Belt Grinding Styles

There are three major grinding techniques on a belt grinder. There is the flat grind (using the platen), the hollow grind (using a contact wheel), and free grinding (using the slack in a belt). All three are used on a fairly regular basis and all three have distinct advantages. However, the flat grind and hollow grind will be used to remove the bulk of the material.

The difference between a flat grind and a hollow grind

The flat grind is what you would think of for a kitchen knife. The bevel of the knife starts at some point up the metal, and continues in a straight, flat direction until it hits the cutting edge. This is probably the most common kind of grinding, as it is used for fixed blades and folding knives alike. It is also easiest for starting blade smiths because it is easier to draw or imagine a straight line on the blade. A flat grind is perfect for adding weight to the front half of the knife, as well as for really high quality finishes on the metal.

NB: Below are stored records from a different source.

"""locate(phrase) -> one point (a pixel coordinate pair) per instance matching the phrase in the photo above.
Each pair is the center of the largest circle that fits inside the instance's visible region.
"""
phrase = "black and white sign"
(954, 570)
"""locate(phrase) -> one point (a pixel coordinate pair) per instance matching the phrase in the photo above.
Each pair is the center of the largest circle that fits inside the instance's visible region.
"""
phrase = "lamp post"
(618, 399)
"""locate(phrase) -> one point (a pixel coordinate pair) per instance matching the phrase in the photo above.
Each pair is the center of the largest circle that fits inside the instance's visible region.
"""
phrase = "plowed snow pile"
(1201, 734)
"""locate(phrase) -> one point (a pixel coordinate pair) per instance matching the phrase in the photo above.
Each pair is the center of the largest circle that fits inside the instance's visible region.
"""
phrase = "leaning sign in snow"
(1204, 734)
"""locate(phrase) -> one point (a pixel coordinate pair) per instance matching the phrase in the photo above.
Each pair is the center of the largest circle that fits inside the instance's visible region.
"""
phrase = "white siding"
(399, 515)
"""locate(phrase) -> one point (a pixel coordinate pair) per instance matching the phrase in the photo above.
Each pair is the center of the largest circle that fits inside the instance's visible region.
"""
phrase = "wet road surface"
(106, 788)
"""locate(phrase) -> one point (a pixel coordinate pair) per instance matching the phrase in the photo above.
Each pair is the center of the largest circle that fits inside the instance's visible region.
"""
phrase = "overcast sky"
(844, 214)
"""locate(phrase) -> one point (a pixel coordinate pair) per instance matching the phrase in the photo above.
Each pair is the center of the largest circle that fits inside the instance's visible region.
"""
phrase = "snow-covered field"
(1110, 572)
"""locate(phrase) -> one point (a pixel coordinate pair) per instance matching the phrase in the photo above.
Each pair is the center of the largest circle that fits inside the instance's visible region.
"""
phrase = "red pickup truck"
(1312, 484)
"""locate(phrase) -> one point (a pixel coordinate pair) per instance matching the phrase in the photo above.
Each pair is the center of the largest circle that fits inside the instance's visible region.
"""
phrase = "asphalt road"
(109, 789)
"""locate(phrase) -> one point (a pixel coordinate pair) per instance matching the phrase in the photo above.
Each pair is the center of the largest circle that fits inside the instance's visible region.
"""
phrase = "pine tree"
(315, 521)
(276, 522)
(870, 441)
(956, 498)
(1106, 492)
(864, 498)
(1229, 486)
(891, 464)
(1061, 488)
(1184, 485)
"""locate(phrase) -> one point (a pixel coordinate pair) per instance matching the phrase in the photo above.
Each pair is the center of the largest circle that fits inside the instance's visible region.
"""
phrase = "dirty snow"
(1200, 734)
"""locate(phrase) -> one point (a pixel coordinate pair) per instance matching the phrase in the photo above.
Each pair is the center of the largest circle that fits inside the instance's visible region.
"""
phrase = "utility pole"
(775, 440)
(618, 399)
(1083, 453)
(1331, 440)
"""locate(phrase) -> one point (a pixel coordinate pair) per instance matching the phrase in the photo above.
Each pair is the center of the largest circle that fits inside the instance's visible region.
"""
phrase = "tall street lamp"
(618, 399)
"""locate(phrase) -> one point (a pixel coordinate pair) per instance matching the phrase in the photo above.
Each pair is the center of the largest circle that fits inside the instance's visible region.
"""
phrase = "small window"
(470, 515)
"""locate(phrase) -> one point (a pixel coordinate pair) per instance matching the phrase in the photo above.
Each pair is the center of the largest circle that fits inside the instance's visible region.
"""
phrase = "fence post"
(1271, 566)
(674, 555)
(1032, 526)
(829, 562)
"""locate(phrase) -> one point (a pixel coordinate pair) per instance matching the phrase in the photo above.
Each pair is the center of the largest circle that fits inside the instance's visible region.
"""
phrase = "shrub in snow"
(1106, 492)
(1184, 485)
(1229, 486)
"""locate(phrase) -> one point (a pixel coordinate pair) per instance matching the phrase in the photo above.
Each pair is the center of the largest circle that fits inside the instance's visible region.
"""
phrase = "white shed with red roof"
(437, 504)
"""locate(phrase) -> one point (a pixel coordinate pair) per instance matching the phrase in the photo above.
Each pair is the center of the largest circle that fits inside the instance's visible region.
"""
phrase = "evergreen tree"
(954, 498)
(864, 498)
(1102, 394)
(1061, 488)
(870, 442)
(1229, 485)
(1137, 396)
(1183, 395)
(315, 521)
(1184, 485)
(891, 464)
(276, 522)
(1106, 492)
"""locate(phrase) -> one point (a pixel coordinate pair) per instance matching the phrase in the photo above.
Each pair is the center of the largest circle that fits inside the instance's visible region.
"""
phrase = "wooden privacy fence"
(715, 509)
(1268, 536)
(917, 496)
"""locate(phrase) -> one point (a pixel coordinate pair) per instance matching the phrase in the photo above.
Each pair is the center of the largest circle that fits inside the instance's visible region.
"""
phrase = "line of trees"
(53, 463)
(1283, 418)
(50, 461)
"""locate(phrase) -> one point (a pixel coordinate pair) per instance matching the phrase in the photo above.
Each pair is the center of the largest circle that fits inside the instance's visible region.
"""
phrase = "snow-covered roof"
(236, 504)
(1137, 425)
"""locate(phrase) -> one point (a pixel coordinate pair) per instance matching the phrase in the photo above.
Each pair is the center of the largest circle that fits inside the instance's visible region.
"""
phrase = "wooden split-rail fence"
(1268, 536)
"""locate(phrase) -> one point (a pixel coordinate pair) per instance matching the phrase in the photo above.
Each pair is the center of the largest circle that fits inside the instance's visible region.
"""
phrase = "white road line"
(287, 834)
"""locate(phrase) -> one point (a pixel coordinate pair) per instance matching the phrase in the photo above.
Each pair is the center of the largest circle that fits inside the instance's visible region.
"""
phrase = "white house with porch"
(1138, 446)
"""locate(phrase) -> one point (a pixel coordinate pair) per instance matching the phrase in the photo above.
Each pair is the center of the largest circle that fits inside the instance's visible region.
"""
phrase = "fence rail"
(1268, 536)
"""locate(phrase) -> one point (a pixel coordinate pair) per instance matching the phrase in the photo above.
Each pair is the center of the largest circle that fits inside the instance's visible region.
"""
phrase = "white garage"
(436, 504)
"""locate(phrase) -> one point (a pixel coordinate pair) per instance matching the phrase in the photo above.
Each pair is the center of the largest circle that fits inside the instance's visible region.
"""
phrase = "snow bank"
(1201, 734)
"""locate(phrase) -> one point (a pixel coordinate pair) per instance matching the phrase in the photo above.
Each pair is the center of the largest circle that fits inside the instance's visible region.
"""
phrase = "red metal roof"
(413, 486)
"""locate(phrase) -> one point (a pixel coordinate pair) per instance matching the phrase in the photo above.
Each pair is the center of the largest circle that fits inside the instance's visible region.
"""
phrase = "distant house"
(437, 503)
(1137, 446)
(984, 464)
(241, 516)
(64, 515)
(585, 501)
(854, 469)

 The flat grind is accomplished by pressing the knife blank against the sanding belt, which is supported by a platen. A platen is a plate of steel on the end of the belt grinder that can support a section of the belt. It is one of the attachments used and can be changed out for different purposes. The platen is used for achieving a bevel, but when coupled with a tool rest (PICTURE), it is also often used to establish a profile for the knife. Having a ninety degree angle allows the bladesmith to create and detail the outline of the knife while keeping the entire piece square.

 

A hollow grind is created with a contact wheel. Often it is on a large radius (such as a 10”) wheel so that the curve of the grind is not as drastic. A hollow grind is great for lighter knives and sharper edges. Because the hollow grind removes more material than the flat grind if you have the same height bevel, it creates a lighter metal section of the knife, as you can see in the diagram below. The green area highlighted is the material that is removed with a hollow grind but left in with a flat grind. 

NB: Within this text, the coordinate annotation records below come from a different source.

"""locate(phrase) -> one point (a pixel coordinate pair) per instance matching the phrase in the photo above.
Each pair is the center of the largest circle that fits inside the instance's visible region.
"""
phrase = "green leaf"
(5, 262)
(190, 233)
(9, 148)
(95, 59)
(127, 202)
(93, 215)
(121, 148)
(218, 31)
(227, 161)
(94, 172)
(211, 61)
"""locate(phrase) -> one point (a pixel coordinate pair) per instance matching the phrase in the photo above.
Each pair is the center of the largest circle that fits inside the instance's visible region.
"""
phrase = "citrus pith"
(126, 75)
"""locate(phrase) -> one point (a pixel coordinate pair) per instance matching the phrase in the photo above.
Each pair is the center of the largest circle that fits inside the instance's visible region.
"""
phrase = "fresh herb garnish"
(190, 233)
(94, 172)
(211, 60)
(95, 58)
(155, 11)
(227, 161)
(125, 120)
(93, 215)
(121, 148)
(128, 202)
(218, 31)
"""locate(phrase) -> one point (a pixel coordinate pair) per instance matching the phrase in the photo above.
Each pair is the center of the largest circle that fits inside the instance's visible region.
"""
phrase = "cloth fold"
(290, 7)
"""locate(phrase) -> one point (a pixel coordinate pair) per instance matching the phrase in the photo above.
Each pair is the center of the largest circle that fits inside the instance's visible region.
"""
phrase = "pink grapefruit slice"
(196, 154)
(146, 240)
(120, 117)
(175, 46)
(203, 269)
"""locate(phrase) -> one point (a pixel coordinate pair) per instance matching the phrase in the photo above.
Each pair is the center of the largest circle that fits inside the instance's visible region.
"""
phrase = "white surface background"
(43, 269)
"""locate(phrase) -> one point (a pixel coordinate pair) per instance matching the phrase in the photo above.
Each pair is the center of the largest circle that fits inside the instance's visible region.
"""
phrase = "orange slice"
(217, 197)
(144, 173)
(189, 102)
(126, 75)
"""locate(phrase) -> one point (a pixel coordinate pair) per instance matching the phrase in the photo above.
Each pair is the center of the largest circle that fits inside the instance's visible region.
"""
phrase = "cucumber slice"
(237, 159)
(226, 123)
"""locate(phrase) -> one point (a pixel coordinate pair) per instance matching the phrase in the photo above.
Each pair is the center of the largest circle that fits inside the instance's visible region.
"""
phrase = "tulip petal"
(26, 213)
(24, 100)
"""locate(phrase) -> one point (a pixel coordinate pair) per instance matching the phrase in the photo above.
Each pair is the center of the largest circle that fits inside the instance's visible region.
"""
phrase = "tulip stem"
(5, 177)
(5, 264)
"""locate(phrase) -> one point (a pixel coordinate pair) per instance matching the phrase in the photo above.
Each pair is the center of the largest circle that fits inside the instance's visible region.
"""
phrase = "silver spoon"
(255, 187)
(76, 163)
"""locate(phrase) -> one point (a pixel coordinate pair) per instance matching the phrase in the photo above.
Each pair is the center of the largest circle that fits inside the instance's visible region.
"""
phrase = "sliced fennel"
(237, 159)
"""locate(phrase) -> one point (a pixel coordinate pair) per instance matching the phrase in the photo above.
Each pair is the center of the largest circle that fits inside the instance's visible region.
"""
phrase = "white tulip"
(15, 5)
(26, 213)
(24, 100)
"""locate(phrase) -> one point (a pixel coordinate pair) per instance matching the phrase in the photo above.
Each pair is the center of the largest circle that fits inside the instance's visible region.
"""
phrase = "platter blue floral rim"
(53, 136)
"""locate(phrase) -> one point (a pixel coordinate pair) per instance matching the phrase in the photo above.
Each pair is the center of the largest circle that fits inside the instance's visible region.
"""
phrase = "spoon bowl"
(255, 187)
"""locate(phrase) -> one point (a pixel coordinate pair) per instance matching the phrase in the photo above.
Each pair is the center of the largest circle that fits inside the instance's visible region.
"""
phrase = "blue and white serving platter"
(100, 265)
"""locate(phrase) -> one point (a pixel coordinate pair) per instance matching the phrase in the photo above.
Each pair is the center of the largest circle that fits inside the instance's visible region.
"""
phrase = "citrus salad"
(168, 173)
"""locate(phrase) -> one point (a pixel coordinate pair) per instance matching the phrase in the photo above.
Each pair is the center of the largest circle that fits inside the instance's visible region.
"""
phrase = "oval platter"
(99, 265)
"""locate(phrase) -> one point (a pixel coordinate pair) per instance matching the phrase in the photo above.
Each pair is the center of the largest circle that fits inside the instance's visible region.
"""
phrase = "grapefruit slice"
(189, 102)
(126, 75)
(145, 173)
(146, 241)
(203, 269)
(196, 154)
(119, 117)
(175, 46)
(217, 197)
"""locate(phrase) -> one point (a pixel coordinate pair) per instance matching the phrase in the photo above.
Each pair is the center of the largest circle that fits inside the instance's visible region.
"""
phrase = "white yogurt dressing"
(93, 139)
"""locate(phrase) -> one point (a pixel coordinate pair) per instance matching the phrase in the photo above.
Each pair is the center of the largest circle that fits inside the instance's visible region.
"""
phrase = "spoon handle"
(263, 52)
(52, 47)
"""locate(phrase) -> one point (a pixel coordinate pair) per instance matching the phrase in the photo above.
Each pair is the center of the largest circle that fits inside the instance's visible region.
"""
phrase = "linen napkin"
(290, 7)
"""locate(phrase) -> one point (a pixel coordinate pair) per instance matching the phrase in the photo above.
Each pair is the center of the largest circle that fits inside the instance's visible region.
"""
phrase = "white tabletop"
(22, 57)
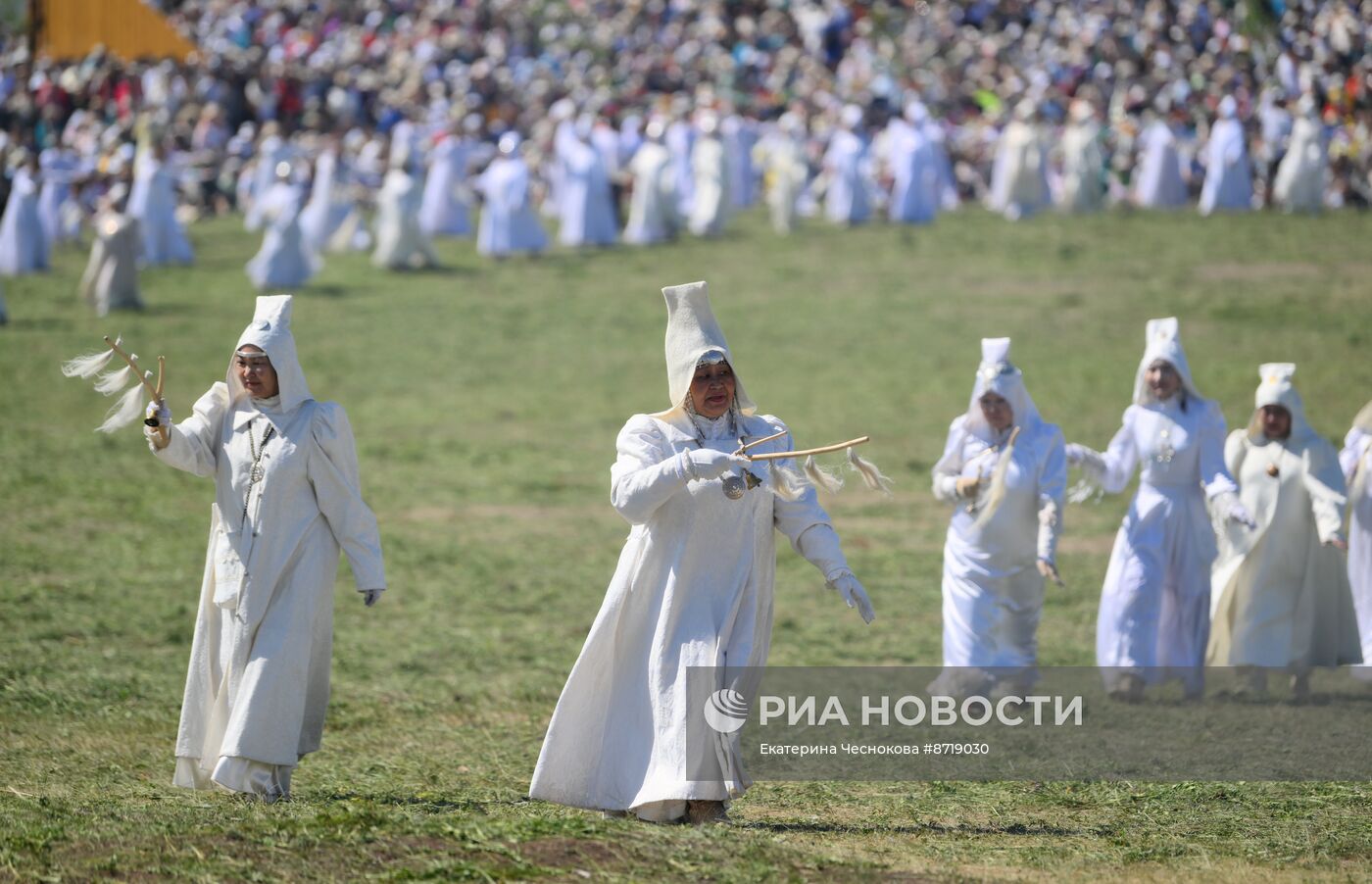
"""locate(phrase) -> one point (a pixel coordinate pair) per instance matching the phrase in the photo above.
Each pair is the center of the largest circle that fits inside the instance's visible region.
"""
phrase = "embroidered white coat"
(693, 588)
(258, 682)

Shows the difference between the amount of material in a hollow grind and a flat grind

This extra removal is perfect for when you want a heavier handle to move the balance point further back, as well as when you want to create a light weight knife for something like backpacking or running.

 A hollow grind is also great for sharper edges, and is a standard grind for many different blades.  It is considered sharper because the smallest part of the blade is a much bigger portion of the bevel. Because the bevel follows a curve instead of a straight line, the effective sharpness of the blade is increased. Unfortunately, this is counteracted by the blade being more fragile because there is less material in that same area. To make up for this, hollow ground blades are often made of harder material, then tempered down to keep from shattering.

 

Slack grinding does not use any support or backing. It instead uses the “slack” of the sanding belt, or the area between the platend/contact wheel and the support wheels. It is good for rounding and softening edges, as well as getting around some of the harder to reach areas before you hand sand. Because the slack lacks any hard support, it contours to the shape of the wood in a gentle curve, similar to using a small strip of sandpaper to round over a rough edge. This can be very useful in making the handle more comfortable to hold. This is especially good to couple with the feathered belt discussed in the third paragraph of this post.

 

Which is easiest?

Honestly, it depends on how experienced you are and on personal preference. Starting out it is easier to use a flat grind for three reasons. Firstly, likely you have fewer specialized tools as a novice. Most belt grinders include some straight, flat area even if it is not the ideal platen. Secondly, it is easier to imagine and to correct straight lines than it is to do so with a curve. Lastly, it is much easier to use a sanding block to hand sand a straight bevel than it is to get into the crevices of a curve. You can use a dowel and other tools to get into a curve, as well as progressively higher belts on the belt sander, but it is almost always possible to achieve a nicer finish on a custom blade by hand sanding to some degree.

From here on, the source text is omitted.